Entonces Agat se fijó en las caras cubiertas de ceniza y las cortadas cabelleras, comprendiendo. Estaban de luto. Y entonces recordó la muerte de sus amigos, de sus parientes, y dejó de sentir la arrogancia de la victoria.

Umaksuman le dijo:

—El Mayor de mi Linaje pasó bajo el mar con sus hijos que murieron en Tevar. Ayer se fue. Estaban preparando el fuego del amanecer cuando oyeron la campana y vieron que los gaales se iban hacia el sur.

—Yo velaré este fuego —contestó Agat, pidiendo permiso a Umaksuman.

Los tevaranos vacilaron, pero un anciano que estaba a su lado dijo con firmeza:

—La hija de Wold es la esposa de éste: tiene el derecho del clan.

Lo dejaron acercarse, con Rolery y todos los que habían quedado de su pueblo, hasta una alta terraza en el exterior de una galería en la parte del Rimero que daba al mar. Allí sobre una pira de leña partida yacía el cadáver del anciano, deformado por la edad y poderoso, envuelto en un paño rojo, el color de la muerte. Un niño acercó la antorcha y las llamas se elevaron, rojas y amarillas, sacudiendo el aire, empalidecido por la fría primera luz del sol. La marea rechinaba al descender, atronando allá abajo en las rocas al pie de murallas negras cortadas a pico. Al este, sobre las colinas de la cordillera de Askatevar, y al oeste, sobre el mar, el cielo estaba claro; pero hacia el norte se veía una mancha azulina: el Invierno.

Cinco mil noches de Invierno, cinco mil días de lo mismo: el resto de su juventud y quizás el resto de sus vidas.

De nuevo aquella distante y azulada oscuridad en el norte indicaba que no había habido ningún triunfo. Los gaales parecían una pequeña fuga de sabandijas, ya ida, huyendo ante el verdadero enemigo, el verdadero señor, el señor blanco de las Tormentas. Agat permaneció de pie junto a Rolery frente al fuego que ya se extinguía, en aquel alto fuerte cercado por el mar, y a él le pareció que la muerte del anciano y la victoria del joven eran la misma cosa.

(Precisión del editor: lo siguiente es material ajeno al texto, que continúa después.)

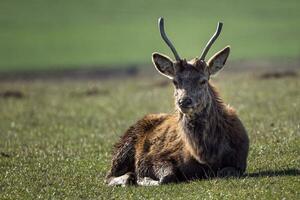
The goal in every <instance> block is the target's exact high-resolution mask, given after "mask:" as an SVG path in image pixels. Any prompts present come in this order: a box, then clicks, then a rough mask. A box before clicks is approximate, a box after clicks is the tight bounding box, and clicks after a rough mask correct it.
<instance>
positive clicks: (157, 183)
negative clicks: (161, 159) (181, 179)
mask: <svg viewBox="0 0 300 200" xmlns="http://www.w3.org/2000/svg"><path fill="white" fill-rule="evenodd" d="M149 171H152V172H153V175H154V176H155V177H156V179H153V178H150V177H148V176H144V177H141V176H140V177H138V180H137V184H138V185H141V186H155V185H161V184H168V183H174V182H178V179H177V177H176V174H175V168H174V166H173V164H172V163H171V162H166V161H162V162H161V161H160V162H156V163H154V164H153V166H152V170H149Z"/></svg>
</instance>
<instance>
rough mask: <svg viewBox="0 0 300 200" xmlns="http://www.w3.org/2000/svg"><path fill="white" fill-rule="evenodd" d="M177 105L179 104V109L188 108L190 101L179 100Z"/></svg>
mask: <svg viewBox="0 0 300 200" xmlns="http://www.w3.org/2000/svg"><path fill="white" fill-rule="evenodd" d="M178 104H179V106H180V107H183V108H188V107H190V106H191V104H192V99H190V98H189V97H185V98H183V99H180V100H179V102H178Z"/></svg>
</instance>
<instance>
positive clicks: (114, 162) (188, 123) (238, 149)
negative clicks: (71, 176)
mask: <svg viewBox="0 0 300 200" xmlns="http://www.w3.org/2000/svg"><path fill="white" fill-rule="evenodd" d="M159 29H160V34H161V37H162V38H163V40H164V41H165V42H166V44H167V45H168V46H169V47H170V49H171V50H172V52H173V54H174V56H175V59H176V61H172V60H171V59H170V58H169V57H167V56H165V55H162V54H159V53H153V54H152V61H153V63H154V66H155V67H156V69H157V71H158V72H159V73H161V74H162V75H164V76H166V77H168V78H169V79H171V80H172V81H173V84H174V90H175V94H174V96H175V108H176V112H174V114H149V115H146V116H145V117H144V118H143V119H141V120H139V121H138V122H137V123H136V124H134V125H133V126H131V127H130V128H129V129H128V130H127V131H126V132H125V134H124V135H123V137H121V139H120V141H119V142H118V143H117V144H116V145H115V150H114V154H113V158H112V163H111V169H110V171H109V173H108V175H107V177H106V183H107V184H108V185H111V186H112V185H122V186H125V185H129V184H138V185H160V184H166V183H174V182H181V181H188V180H194V179H198V178H208V177H215V176H217V177H224V176H226V177H227V176H239V175H241V174H243V173H244V172H245V169H246V165H247V155H248V149H249V140H248V136H247V132H246V130H245V128H244V126H243V124H242V122H241V121H240V120H239V118H238V116H237V115H236V113H235V111H234V109H233V108H231V107H229V106H227V105H225V104H224V103H223V101H222V100H221V98H220V96H219V94H218V92H217V91H216V89H215V88H214V87H213V86H212V84H211V83H210V82H209V79H210V76H211V75H214V74H215V73H216V72H218V71H219V70H221V69H222V68H223V66H224V64H225V62H226V59H227V57H228V55H229V52H230V47H229V46H227V47H225V48H224V49H222V50H221V51H219V52H218V53H216V54H215V55H214V56H212V58H210V59H209V60H208V61H207V62H206V61H205V56H206V54H207V52H208V50H209V49H210V47H211V45H212V44H213V43H214V41H215V40H216V39H217V37H218V36H219V34H220V32H221V29H222V23H219V24H218V27H217V30H216V32H215V34H214V35H213V36H212V38H211V39H210V40H209V42H208V43H207V45H206V47H205V48H204V50H203V52H202V54H201V56H200V57H199V58H195V59H193V60H191V61H186V59H181V58H180V57H179V55H178V53H177V51H176V50H175V48H174V46H173V45H172V43H171V42H170V40H169V39H168V38H167V36H166V34H165V31H164V21H163V18H160V19H159Z"/></svg>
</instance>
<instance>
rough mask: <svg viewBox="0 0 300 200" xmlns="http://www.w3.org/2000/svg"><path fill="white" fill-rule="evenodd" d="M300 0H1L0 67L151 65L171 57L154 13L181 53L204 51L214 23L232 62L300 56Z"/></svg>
mask: <svg viewBox="0 0 300 200" xmlns="http://www.w3.org/2000/svg"><path fill="white" fill-rule="evenodd" d="M299 8H300V1H298V0H288V1H281V0H266V1H261V0H253V1H233V0H230V1H217V0H211V1H198V0H189V1H173V0H163V1H139V0H126V1H111V0H101V1H97V0H86V1H82V0H61V1H58V0H56V1H55V0H26V1H23V0H2V1H1V2H0V30H1V31H0V71H16V70H39V69H40V70H43V69H54V68H55V69H56V68H68V67H71V68H74V67H84V66H85V67H86V66H90V65H102V66H103V65H108V66H111V65H118V64H121V65H122V66H123V65H124V64H131V63H150V55H151V53H152V52H153V51H160V52H163V53H166V54H169V55H171V54H170V51H169V49H167V48H166V45H165V44H164V43H163V42H162V40H161V38H160V36H159V33H158V29H157V18H158V17H159V16H164V17H165V19H166V28H167V32H168V34H169V36H170V37H171V38H172V41H173V42H174V44H175V45H176V47H177V49H178V51H179V53H180V55H182V57H187V58H192V57H195V56H197V55H199V54H200V52H201V50H202V48H203V46H204V44H205V43H206V41H207V40H208V38H209V37H210V36H211V34H212V33H213V32H214V30H215V27H216V24H217V21H219V20H221V21H223V22H224V30H223V32H222V34H221V37H220V39H219V40H218V41H217V43H216V44H215V45H214V47H213V49H212V51H211V52H210V55H211V54H212V53H214V52H215V51H217V50H219V49H220V48H222V47H224V46H225V45H227V44H230V45H231V46H232V55H233V57H232V59H264V60H265V59H273V58H277V59H280V58H286V57H289V58H299V55H300V44H299V40H298V37H299V35H300V26H299V23H300V20H299V19H300V12H299Z"/></svg>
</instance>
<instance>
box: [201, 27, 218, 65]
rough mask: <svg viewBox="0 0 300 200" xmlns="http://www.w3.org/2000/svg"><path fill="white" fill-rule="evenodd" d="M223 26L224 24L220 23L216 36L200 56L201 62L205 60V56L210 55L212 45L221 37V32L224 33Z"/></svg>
mask: <svg viewBox="0 0 300 200" xmlns="http://www.w3.org/2000/svg"><path fill="white" fill-rule="evenodd" d="M222 26H223V23H222V22H218V26H217V30H216V32H215V33H214V35H213V36H212V37H211V38H210V40H209V41H208V43H207V44H206V46H205V48H204V49H203V51H202V54H201V56H200V60H204V59H205V56H206V54H207V53H208V51H209V49H210V47H211V45H212V44H213V43H214V42H215V40H216V39H217V38H218V37H219V35H220V33H221V31H222Z"/></svg>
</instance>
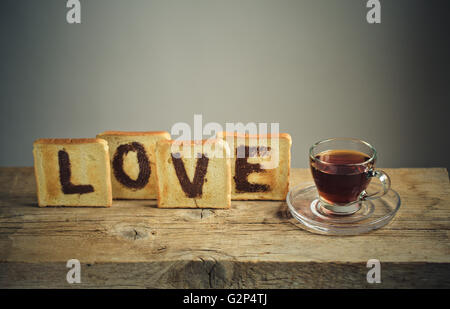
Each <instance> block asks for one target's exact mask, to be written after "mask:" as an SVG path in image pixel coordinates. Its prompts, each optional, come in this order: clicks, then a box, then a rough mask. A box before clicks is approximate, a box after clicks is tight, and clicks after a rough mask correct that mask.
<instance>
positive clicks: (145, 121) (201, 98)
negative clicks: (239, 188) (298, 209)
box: [0, 0, 450, 168]
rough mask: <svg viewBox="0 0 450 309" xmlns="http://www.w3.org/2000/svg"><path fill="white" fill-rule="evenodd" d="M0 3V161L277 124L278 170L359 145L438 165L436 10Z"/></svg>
mask: <svg viewBox="0 0 450 309" xmlns="http://www.w3.org/2000/svg"><path fill="white" fill-rule="evenodd" d="M381 3H382V23H381V24H380V25H369V24H368V23H367V22H366V19H365V16H366V12H367V11H368V9H367V8H366V6H365V5H366V1H357V0H353V1H352V0H349V1H342V0H339V1H338V0H335V1H328V0H327V1H325V0H322V1H319V0H310V1H300V0H292V1H287V0H276V1H275V0H272V1H266V0H239V1H236V0H220V1H219V0H177V1H173V0H172V1H171V0H161V1H138V0H133V1H112V0H89V1H88V0H81V4H82V16H81V20H82V24H81V25H69V24H67V23H66V12H67V10H68V9H67V8H66V7H65V4H66V1H65V0H54V1H31V0H30V1H25V0H11V1H2V5H1V13H0V14H1V18H0V38H1V48H0V103H1V105H0V142H1V145H2V146H1V151H0V165H1V166H23V165H32V152H31V151H32V143H33V141H34V140H35V139H37V138H42V137H93V136H95V135H96V133H98V132H101V131H104V130H168V131H170V129H171V127H172V125H173V124H174V123H176V122H187V123H189V124H192V123H193V115H194V114H195V113H198V114H202V115H203V121H204V123H206V122H213V121H214V122H219V123H221V124H222V125H224V124H225V123H226V122H244V123H247V122H279V123H280V130H281V131H283V132H289V133H290V134H291V135H292V138H293V149H292V158H293V160H292V165H293V166H294V167H306V166H307V150H308V148H309V146H310V145H311V144H312V143H313V142H315V141H317V140H321V139H324V138H328V137H334V136H351V137H358V138H362V139H365V140H367V141H369V142H371V143H372V144H373V145H374V146H375V147H376V148H377V149H378V152H379V153H380V157H379V166H383V167H429V166H444V167H447V168H448V167H449V166H450V164H449V162H450V161H449V154H448V151H449V134H448V133H449V131H450V130H449V129H450V126H449V119H448V116H449V108H448V104H449V103H450V95H449V87H448V86H449V71H450V70H449V63H450V62H449V61H450V60H449V56H450V48H449V33H448V29H449V26H450V23H449V20H448V16H449V12H450V10H449V5H448V4H447V3H448V1H447V2H446V1H426V0H424V1H399V0H396V1H381Z"/></svg>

Ni la pena ni el orgullo suponían tanto para ellos como el gozo, el gozo que temblaba en el viento frío entre el cielo y el mar, brillante y breve como el fuego. Éste era su fuerte, su ciudad, su mundo; éste era su pueblo. Él no era un exiliado aquí.

—Vamos —le dijo a Rolery mientras el fuego se apagaba en cenizas—. Vamos. Vayamos a casa.